SapotaCorp

DataWeave fundamentals: header, body, and your first real transform

A core-banking system speaks XML over a message queue; the mobile team wants clean JSON. DataWeave is the layer that does the translating, and most of the pain comes from misunderstanding three things: where the header ends, why type coercion fails silently, and how a single expression has to carry the whole transform. Here is what I wish I'd internalized before my first production mapping.

DataWeave fundamentals: header, body, and your first real transform

Key takeaways

  • Every DataWeave script is a header of directives plus exactly one body expression separated by `---`, so when you need many output fields you build a single object or array literal rather than a sequence of statements.
  • DataWeave never coerces types implicitly the way JavaScript does; XML and CSV text arrives as String, and forgetting `as Number` or `as Date {format: ...}` is the most common reason a downstream system rejects an otherwise correct-looking payload.
  • Coercion can fail silently — an empty element coerced with `as Number` becomes `null` instead of throwing — so guard real-world inputs with `default` before casting to avoid corrupt records reaching the target system.
  • Once the basics click, real transforms are just `filter` then `map` over arrays, and ordering `filter` before `map` matters at batch scale because you avoid transforming records you are about to discard.

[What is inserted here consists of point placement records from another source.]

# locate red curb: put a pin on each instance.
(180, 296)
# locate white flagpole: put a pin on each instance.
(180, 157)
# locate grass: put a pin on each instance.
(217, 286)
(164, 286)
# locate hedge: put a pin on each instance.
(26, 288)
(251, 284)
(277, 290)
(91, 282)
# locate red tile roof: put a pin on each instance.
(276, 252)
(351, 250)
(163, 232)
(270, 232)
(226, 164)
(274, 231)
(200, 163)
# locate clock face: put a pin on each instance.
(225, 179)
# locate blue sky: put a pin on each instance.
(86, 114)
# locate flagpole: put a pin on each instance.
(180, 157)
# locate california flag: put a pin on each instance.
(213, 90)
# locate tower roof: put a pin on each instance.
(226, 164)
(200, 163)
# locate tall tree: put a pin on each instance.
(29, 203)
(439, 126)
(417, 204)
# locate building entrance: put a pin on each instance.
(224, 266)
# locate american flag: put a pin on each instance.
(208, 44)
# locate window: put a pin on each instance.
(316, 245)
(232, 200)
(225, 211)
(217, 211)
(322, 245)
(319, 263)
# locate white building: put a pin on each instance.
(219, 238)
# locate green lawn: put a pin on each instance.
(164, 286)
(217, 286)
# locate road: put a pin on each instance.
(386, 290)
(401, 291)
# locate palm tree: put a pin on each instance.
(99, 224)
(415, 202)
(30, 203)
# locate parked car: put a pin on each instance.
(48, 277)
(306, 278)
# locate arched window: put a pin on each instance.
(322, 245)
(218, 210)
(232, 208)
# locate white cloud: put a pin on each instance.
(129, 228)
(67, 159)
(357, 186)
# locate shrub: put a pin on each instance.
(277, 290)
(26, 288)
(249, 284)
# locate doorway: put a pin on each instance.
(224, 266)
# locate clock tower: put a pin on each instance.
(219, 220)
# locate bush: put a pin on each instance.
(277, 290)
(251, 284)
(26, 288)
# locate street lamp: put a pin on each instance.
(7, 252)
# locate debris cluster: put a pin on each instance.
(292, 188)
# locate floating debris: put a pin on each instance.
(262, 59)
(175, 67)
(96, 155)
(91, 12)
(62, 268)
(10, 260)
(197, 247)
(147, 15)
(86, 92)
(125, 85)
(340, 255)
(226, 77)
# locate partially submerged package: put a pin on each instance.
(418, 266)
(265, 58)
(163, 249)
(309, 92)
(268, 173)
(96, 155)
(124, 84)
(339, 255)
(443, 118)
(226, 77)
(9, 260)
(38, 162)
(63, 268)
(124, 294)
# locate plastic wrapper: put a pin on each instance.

A while back I was sitting between two systems that genuinely could not talk to each other. On one side was a core-banking platform — the kind of legacy system that has run for two decades and exposes account data as XML pushed over a message queue. On the other side was a mobile team building a banking app in React Native, and they wanted JSON over a plain REST API. Nobody was going to rewrite the core. Nobody was going to make the app parse XML. The integration layer had to absorb the entire impedance mismatch, and inside that layer the actual translation work falls to DataWeave.

If you are coming to MuleSoft from a general-purpose language, DataWeave looks deceptively familiar and then surprises you in three specific places. It is a functional, declarative transformation language — there is no for loop, no return, no mutating a variable in place. A script is split into a header and a body, and the entire body is a single expression. Once those two facts sink in, most of the confusion disappears. This post is the version of the fundamentals I wish someone had handed me before my first production mapping, built around that bank-to-mobile scenario.

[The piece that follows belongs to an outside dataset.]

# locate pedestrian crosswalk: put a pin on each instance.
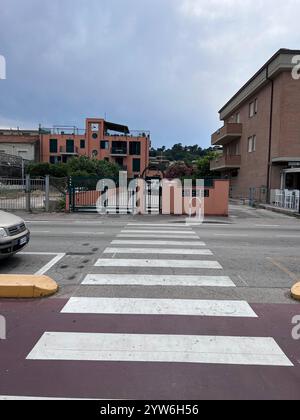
(156, 280)
(189, 307)
(159, 348)
(164, 256)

The job, concretely: the core system answers a balance query with an XML document wrapping a transaction header and an account-info block, and the mobile app expects a nested JSON object with txnId, a timestamp, and an account sub-object carrying a balance breakdown and a boolean active flag. That is the transform we are going to build.

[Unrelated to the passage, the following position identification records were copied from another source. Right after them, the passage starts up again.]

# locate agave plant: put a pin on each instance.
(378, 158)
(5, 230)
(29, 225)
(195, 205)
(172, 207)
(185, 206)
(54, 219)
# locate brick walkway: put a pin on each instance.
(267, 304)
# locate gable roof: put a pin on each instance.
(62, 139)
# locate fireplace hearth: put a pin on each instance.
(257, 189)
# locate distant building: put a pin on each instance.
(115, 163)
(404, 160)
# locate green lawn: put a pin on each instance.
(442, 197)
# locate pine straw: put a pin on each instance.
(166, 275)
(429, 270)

The header is metadata, and it produces nothing

Every DataWeave script is divided by a line of three dashes (---). Everything above it is the header; everything below is the body. The header declares metadata and, crucially, emits no output of its own. The two directives you cannot omit are the version and the output type:

%dw 2.0
output application/json
input payload application/xml
---

%dw 2.0 pins the language version — 2.0 is the Mule 4 line, and the 1.x dialect from Mule 3 is a different language you can mostly ignore now. output application/json tells the writer what MIME type to serialize to, and this single line is what makes DataWeave format-agnostic: change it to application/xml or application/csv and the same body produces a different shape. The input payload application/xml line is optional — the runtime auto-detects the payload format — but I keep it in because it gives the Studio editor enough information to autocomplete the selector paths, which is worth a lot when you are navigating a deep XML tree.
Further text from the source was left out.